Last week, Chipotle Mexican Grill said in a federal securities filing that it has agreed to pay retention bonuses to a pair of top executives in the wake of news that its founder and CEO, Steve Ells, would soon step aside for a replacement.

CFO Jack Hartung is receiving a retention bonus of $1 million.

Chief Marketing and Strategy Officer Mark Crumpacker, meanwhile, is receiving $600,000.

The bonuses become payable on the first anniversary of the hiring of a new CEO and “are intended to encourage the employees’ continued service to Chipotle” during the search for a new CEO.

They also serve as a reminder of Chipotle’s historically high pay practices.

Retention bonuses to key executives at a time of change are commonplace in corporate America and in the restaurant industry. It’s common for top executives to get such bonuses when companies go through problems like a bankruptcy or they are to be sold, though it’s relatively rare to see them in CEO changes.

Theoretically, Chipotle is working to keep a pair of executives who have long worked with Ells on board, while providing them some protection in the first year after a new CEO comes on board—meaning Ells’ replacement won’t be so quick to give the boot to a CFO once he or she takes over. Both executives get their bonuses if they’re dismissed without cause.

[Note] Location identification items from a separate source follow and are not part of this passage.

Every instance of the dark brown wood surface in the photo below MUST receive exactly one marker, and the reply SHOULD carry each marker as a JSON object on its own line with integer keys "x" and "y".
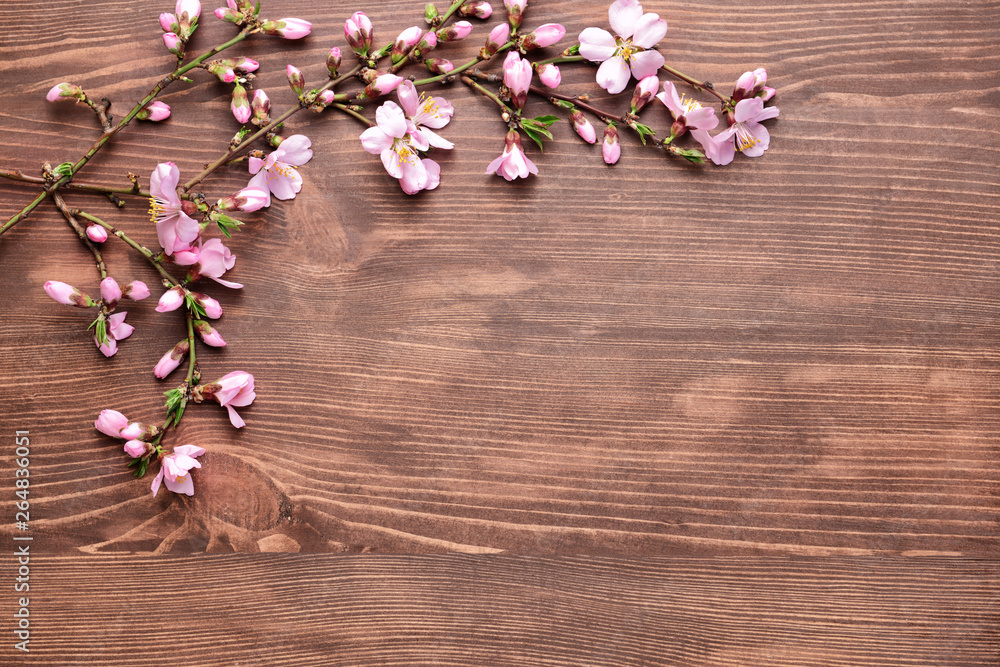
{"x": 714, "y": 416}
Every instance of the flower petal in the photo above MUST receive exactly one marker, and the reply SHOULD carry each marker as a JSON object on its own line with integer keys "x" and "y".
{"x": 623, "y": 16}
{"x": 597, "y": 45}
{"x": 649, "y": 30}
{"x": 613, "y": 75}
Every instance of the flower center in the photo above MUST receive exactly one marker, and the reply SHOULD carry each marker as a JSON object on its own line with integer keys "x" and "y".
{"x": 744, "y": 139}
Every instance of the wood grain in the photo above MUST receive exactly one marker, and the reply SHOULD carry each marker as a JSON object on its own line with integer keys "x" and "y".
{"x": 791, "y": 356}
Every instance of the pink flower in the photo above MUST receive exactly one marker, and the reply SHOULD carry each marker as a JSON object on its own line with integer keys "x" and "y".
{"x": 97, "y": 234}
{"x": 628, "y": 55}
{"x": 512, "y": 163}
{"x": 174, "y": 229}
{"x": 67, "y": 294}
{"x": 116, "y": 330}
{"x": 358, "y": 32}
{"x": 389, "y": 139}
{"x": 497, "y": 38}
{"x": 746, "y": 133}
{"x": 233, "y": 389}
{"x": 611, "y": 149}
{"x": 111, "y": 422}
{"x": 287, "y": 28}
{"x": 753, "y": 84}
{"x": 64, "y": 91}
{"x": 549, "y": 75}
{"x": 154, "y": 111}
{"x": 110, "y": 291}
{"x": 172, "y": 359}
{"x": 544, "y": 35}
{"x": 174, "y": 470}
{"x": 240, "y": 105}
{"x": 136, "y": 290}
{"x": 582, "y": 126}
{"x": 687, "y": 113}
{"x": 277, "y": 174}
{"x": 208, "y": 334}
{"x": 214, "y": 259}
{"x": 172, "y": 299}
{"x": 136, "y": 448}
{"x": 517, "y": 78}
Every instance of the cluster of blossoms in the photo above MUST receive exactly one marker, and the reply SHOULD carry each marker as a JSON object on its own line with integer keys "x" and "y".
{"x": 402, "y": 134}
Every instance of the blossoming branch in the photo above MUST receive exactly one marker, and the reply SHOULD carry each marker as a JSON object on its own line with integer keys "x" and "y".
{"x": 402, "y": 131}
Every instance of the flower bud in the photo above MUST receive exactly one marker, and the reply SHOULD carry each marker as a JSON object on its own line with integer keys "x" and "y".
{"x": 455, "y": 32}
{"x": 549, "y": 75}
{"x": 358, "y": 32}
{"x": 169, "y": 22}
{"x": 611, "y": 149}
{"x": 65, "y": 91}
{"x": 136, "y": 290}
{"x": 439, "y": 65}
{"x": 382, "y": 85}
{"x": 172, "y": 299}
{"x": 498, "y": 37}
{"x": 406, "y": 41}
{"x": 296, "y": 80}
{"x": 240, "y": 105}
{"x": 67, "y": 294}
{"x": 582, "y": 126}
{"x": 97, "y": 234}
{"x": 173, "y": 43}
{"x": 209, "y": 335}
{"x": 287, "y": 28}
{"x": 213, "y": 310}
{"x": 333, "y": 61}
{"x": 478, "y": 8}
{"x": 171, "y": 360}
{"x": 644, "y": 93}
{"x": 136, "y": 448}
{"x": 515, "y": 12}
{"x": 110, "y": 291}
{"x": 155, "y": 111}
{"x": 545, "y": 35}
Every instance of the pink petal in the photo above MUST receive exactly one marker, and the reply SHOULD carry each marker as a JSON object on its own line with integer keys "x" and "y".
{"x": 596, "y": 45}
{"x": 613, "y": 75}
{"x": 645, "y": 63}
{"x": 623, "y": 15}
{"x": 649, "y": 31}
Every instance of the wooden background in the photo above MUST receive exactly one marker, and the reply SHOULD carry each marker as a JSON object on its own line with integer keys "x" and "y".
{"x": 669, "y": 415}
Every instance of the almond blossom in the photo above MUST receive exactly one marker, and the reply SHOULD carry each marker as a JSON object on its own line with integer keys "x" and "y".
{"x": 174, "y": 229}
{"x": 277, "y": 174}
{"x": 628, "y": 54}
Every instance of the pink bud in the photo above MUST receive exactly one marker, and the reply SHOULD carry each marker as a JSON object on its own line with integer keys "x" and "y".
{"x": 67, "y": 294}
{"x": 611, "y": 149}
{"x": 97, "y": 234}
{"x": 172, "y": 299}
{"x": 240, "y": 105}
{"x": 498, "y": 37}
{"x": 453, "y": 33}
{"x": 169, "y": 22}
{"x": 295, "y": 79}
{"x": 64, "y": 91}
{"x": 111, "y": 422}
{"x": 155, "y": 111}
{"x": 209, "y": 335}
{"x": 550, "y": 75}
{"x": 110, "y": 291}
{"x": 173, "y": 43}
{"x": 171, "y": 360}
{"x": 135, "y": 448}
{"x": 136, "y": 290}
{"x": 545, "y": 35}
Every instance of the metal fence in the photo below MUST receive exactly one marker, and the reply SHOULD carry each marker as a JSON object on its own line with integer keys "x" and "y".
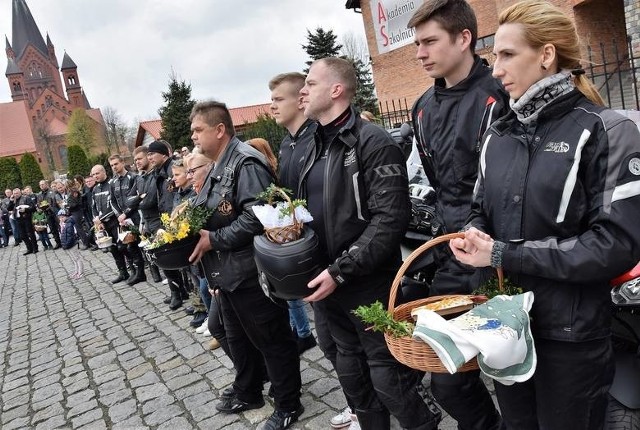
{"x": 615, "y": 74}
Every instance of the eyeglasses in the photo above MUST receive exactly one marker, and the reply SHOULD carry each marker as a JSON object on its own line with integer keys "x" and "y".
{"x": 193, "y": 169}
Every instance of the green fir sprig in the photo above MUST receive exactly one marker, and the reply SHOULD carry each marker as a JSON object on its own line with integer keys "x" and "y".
{"x": 382, "y": 320}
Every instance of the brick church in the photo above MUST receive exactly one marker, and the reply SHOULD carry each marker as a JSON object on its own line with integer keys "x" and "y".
{"x": 44, "y": 94}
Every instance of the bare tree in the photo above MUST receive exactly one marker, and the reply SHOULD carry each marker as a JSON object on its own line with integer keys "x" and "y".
{"x": 355, "y": 47}
{"x": 117, "y": 131}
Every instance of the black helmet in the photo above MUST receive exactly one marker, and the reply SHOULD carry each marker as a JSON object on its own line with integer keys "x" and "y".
{"x": 285, "y": 269}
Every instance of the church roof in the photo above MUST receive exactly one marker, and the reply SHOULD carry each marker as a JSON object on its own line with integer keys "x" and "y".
{"x": 25, "y": 30}
{"x": 240, "y": 117}
{"x": 12, "y": 67}
{"x": 15, "y": 131}
{"x": 67, "y": 62}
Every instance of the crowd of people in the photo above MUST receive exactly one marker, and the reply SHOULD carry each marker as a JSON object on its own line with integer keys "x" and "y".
{"x": 523, "y": 156}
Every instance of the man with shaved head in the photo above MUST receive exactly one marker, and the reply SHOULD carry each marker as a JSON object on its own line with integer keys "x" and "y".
{"x": 104, "y": 217}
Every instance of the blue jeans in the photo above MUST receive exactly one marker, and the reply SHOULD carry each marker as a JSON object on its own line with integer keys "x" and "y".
{"x": 298, "y": 318}
{"x": 204, "y": 292}
{"x": 15, "y": 229}
{"x": 3, "y": 235}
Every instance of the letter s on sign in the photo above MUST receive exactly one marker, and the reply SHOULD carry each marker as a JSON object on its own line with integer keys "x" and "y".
{"x": 384, "y": 36}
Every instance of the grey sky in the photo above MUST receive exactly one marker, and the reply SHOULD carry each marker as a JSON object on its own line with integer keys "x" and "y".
{"x": 226, "y": 49}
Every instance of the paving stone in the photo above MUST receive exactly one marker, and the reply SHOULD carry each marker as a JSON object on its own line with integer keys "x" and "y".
{"x": 79, "y": 398}
{"x": 19, "y": 412}
{"x": 86, "y": 418}
{"x": 158, "y": 403}
{"x": 178, "y": 423}
{"x": 52, "y": 423}
{"x": 50, "y": 411}
{"x": 122, "y": 411}
{"x": 150, "y": 392}
{"x": 163, "y": 415}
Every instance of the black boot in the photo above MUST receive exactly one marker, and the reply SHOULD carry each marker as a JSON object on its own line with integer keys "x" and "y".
{"x": 155, "y": 273}
{"x": 176, "y": 299}
{"x": 122, "y": 276}
{"x": 138, "y": 275}
{"x": 373, "y": 419}
{"x": 184, "y": 294}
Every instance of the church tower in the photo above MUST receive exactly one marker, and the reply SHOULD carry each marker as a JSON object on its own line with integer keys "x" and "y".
{"x": 32, "y": 66}
{"x": 46, "y": 93}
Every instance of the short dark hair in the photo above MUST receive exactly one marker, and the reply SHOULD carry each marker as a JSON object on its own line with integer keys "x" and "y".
{"x": 344, "y": 71}
{"x": 140, "y": 149}
{"x": 295, "y": 78}
{"x": 214, "y": 113}
{"x": 454, "y": 16}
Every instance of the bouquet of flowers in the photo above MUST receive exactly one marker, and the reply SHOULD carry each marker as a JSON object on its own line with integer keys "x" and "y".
{"x": 281, "y": 217}
{"x": 185, "y": 220}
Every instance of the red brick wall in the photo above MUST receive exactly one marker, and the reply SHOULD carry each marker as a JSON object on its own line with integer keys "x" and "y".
{"x": 398, "y": 75}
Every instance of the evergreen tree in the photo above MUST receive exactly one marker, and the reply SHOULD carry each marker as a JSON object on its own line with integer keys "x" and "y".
{"x": 321, "y": 44}
{"x": 78, "y": 162}
{"x": 365, "y": 98}
{"x": 102, "y": 158}
{"x": 81, "y": 130}
{"x": 30, "y": 171}
{"x": 176, "y": 127}
{"x": 9, "y": 174}
{"x": 266, "y": 128}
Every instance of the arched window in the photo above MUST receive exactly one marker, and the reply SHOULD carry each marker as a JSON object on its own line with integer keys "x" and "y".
{"x": 62, "y": 152}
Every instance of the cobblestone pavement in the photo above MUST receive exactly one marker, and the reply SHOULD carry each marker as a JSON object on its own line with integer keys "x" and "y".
{"x": 87, "y": 354}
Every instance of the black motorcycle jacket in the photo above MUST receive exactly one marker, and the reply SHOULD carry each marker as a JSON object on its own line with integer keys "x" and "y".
{"x": 102, "y": 202}
{"x": 120, "y": 188}
{"x": 564, "y": 195}
{"x": 366, "y": 206}
{"x": 449, "y": 144}
{"x": 240, "y": 174}
{"x": 152, "y": 197}
{"x": 292, "y": 155}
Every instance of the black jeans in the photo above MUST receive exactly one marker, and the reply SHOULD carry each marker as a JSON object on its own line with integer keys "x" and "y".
{"x": 256, "y": 327}
{"x": 371, "y": 378}
{"x": 462, "y": 395}
{"x": 568, "y": 391}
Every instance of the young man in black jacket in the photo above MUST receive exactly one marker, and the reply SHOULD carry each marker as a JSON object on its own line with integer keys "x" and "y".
{"x": 257, "y": 328}
{"x": 355, "y": 183}
{"x": 449, "y": 120}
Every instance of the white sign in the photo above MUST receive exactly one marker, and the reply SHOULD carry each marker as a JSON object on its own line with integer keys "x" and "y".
{"x": 390, "y": 18}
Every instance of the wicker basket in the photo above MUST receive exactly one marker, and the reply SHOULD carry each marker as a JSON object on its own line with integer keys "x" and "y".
{"x": 126, "y": 236}
{"x": 287, "y": 233}
{"x": 416, "y": 353}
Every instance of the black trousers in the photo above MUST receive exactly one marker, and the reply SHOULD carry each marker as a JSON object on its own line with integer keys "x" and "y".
{"x": 462, "y": 395}
{"x": 371, "y": 378}
{"x": 54, "y": 226}
{"x": 568, "y": 391}
{"x": 256, "y": 327}
{"x": 27, "y": 233}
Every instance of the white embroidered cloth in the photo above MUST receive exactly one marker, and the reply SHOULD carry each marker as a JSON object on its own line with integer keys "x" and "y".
{"x": 498, "y": 332}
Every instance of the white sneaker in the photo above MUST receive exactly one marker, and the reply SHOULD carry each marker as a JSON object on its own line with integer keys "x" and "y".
{"x": 354, "y": 423}
{"x": 203, "y": 326}
{"x": 343, "y": 419}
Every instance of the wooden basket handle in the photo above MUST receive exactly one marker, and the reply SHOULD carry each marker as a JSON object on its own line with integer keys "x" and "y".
{"x": 417, "y": 253}
{"x": 287, "y": 199}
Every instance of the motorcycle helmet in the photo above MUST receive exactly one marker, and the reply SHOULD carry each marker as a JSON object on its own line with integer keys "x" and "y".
{"x": 284, "y": 270}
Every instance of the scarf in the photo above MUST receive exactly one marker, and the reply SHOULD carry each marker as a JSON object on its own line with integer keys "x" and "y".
{"x": 541, "y": 94}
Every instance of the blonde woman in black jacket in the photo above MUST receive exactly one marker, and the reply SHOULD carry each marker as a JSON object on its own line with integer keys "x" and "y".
{"x": 555, "y": 205}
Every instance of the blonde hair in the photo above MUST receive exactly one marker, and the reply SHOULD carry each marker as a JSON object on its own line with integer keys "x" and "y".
{"x": 544, "y": 23}
{"x": 263, "y": 146}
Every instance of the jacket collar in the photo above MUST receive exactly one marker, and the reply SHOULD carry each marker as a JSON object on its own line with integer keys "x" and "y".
{"x": 464, "y": 85}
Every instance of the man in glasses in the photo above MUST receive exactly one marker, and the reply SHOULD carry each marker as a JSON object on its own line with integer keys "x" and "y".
{"x": 257, "y": 329}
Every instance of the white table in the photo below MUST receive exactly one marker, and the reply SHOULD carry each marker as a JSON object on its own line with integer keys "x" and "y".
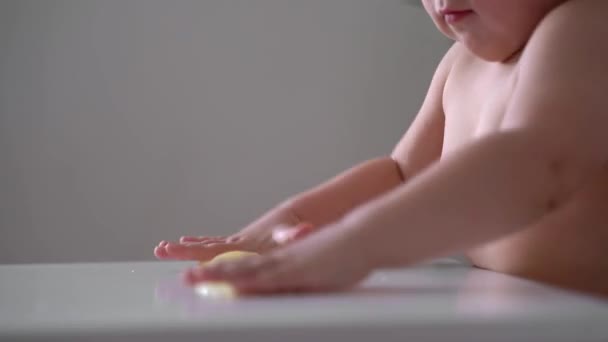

But Chipotle also risks limiting its new CEO. New chief executives routinely make major changes in management after taking over. Much of McDonald’s executive ranks have changed since Steve Easterbrook took the helm in 2015, for instance.

Why force a new CEO to keep on board two people who long worked under his predecessor? Especially when that predecessor will be watching their every move as executive chairman?

It’s also worth noting that the company is struggling to come off of a historically awful decline in unit volumes in 2016 after a series of foodborne illness outbreaks. Spending $1.6 million to retain a pair of executives who have been with the company during this period seems to be an odd decision.

Indeed, retention bonuses for executives tend to inspire mixed views from consultants and others, who often believe they are unnecessary.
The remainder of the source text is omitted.